As the barbershop owner you are called on to make financial decisions on a daily basis. To make quality financial decisions, you must deal in facts that you own, know and understand.
9. Manage your stock.
Being properly prepared is one of the biggest assets in business. Effective stock management is one of the main elements required in running a financially successful and profitable barbershop. If you want to mind your money, learn to manage your stock, professional and retail.
Stock control, otherwise known as inventory control, is used to show how much stock you have at any one time, and how you keep track of it. Effective stock control is necessary if the barbershop is to offer a full range of products and services. It applies to every item you use to deliver a service and every homecare product you retail. It covers stock at every stage of your service to clients, from purchase to delivery, to using and re-ordering again.
Maintaining effective stock control is critical in small business. Under stock will result in loss of sales and overstock will result in excessive amounts of money tied up in stock.

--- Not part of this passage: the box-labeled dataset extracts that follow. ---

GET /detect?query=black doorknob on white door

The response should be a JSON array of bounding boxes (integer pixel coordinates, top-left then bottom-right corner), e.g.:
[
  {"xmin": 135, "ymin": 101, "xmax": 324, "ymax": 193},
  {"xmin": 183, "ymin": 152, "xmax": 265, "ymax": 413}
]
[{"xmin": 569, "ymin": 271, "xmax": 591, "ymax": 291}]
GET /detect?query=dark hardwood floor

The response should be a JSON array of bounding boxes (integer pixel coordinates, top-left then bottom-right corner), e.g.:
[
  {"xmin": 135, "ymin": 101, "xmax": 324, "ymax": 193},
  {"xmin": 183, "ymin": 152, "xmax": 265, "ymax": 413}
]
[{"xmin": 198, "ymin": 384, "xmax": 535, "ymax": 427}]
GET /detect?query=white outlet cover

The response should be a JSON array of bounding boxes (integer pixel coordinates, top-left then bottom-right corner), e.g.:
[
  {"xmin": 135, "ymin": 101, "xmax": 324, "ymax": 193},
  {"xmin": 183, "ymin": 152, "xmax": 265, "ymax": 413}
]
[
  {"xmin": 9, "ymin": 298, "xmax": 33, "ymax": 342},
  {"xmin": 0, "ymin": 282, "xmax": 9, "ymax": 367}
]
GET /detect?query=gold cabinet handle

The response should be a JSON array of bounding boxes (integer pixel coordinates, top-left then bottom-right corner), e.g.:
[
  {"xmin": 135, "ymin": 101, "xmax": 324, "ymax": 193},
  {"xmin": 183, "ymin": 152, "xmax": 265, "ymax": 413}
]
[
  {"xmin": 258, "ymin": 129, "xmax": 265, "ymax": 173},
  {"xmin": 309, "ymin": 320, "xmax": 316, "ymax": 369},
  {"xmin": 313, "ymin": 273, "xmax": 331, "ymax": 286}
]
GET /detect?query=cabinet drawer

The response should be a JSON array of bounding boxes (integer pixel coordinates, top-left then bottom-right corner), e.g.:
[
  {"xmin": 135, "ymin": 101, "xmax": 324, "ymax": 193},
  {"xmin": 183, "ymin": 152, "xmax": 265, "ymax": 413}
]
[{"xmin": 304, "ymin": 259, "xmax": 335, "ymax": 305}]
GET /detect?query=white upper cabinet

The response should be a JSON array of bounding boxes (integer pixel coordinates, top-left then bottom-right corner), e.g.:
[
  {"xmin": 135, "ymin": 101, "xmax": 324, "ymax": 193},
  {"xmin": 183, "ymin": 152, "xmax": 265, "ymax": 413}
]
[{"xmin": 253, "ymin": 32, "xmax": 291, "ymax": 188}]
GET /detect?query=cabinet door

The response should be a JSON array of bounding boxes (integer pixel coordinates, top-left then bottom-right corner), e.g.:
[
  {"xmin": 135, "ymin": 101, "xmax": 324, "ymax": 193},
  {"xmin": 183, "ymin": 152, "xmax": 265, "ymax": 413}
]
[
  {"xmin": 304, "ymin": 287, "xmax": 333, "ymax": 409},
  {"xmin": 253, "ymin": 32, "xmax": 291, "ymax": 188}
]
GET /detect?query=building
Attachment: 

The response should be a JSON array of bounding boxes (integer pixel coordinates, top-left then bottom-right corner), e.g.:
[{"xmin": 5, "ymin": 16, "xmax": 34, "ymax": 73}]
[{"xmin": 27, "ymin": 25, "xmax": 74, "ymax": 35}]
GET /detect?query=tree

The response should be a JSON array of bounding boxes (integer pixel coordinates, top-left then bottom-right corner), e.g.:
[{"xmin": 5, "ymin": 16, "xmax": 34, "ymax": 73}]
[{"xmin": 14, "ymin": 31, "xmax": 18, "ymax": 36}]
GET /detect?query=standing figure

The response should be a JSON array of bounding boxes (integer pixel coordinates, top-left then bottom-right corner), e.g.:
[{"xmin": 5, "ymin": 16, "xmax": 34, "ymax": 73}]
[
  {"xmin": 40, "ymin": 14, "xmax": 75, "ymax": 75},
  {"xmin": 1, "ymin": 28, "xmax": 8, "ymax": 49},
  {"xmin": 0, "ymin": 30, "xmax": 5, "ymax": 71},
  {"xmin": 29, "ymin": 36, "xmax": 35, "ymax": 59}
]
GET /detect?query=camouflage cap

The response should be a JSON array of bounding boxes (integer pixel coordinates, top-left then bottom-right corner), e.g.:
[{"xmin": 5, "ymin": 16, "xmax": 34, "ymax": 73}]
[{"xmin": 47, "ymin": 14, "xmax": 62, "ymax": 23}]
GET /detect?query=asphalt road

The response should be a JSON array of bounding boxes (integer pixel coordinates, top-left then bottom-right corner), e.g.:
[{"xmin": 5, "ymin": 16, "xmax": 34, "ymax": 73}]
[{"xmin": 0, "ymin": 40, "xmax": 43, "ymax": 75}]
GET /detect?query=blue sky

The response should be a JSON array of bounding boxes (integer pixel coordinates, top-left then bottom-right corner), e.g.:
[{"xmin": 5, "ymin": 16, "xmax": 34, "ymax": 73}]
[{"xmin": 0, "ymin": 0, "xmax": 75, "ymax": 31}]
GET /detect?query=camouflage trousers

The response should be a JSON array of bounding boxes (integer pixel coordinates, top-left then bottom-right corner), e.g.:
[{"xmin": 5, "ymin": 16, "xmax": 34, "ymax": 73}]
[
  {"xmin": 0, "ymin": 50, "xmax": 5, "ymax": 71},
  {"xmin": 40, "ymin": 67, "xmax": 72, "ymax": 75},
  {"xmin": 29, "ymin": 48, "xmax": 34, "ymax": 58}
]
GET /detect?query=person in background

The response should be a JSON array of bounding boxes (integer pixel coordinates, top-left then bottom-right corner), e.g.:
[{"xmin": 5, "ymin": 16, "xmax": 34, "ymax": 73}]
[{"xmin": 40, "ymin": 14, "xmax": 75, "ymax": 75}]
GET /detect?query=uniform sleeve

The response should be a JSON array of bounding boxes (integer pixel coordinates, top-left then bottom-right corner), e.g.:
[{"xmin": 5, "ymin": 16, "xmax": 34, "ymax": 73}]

10. When the going gets tough...
An entrepreneur is an individual, who rather than working as an employee, runs a small business and assumes all the risk and reward of a given business venture, idea or product/service for sale. The entrepreneur is commonly seen as a business leader and innovator of new ideas and business processes.
Entrepreneurs play a key role in any economy.
You have chosen to be a barbershop owner/manager – welcome to the bumpy road of entrepreneurship! From time to time you will encounter setbacks, defeats and failures – some of which might seem fatal, but they are not. As entrepreneurs, there is no such thing as failure, only experience of different feedback. You have to keep going, stay strong and even cheerful when the going gets tough – use tough times to become the master of the comeback!
11. Spot the opportunity in challenges.
When the going is smooth, we can switch to cruise control. The reality is that things rarely go as planned. What happens when your plans don’t work? When an unanticipated challenge arises, it can throw everything into a tailspin, knocking you off course and off centre.
But, if you can develop the mindset of always looking at the opportunity, no matter how bad the economy is or how difficult the situation appears, you will develop an invaluable business skill. Whatever size of type of obstacle you encounter running your barbershop, try not only to make the most of it, but actively seek out the opportunities it brings.
Finally, remember your long-term picture. All business is cyclical – it is of little value to your business to leave a short-term downturn unable to capitalise on the return to better times.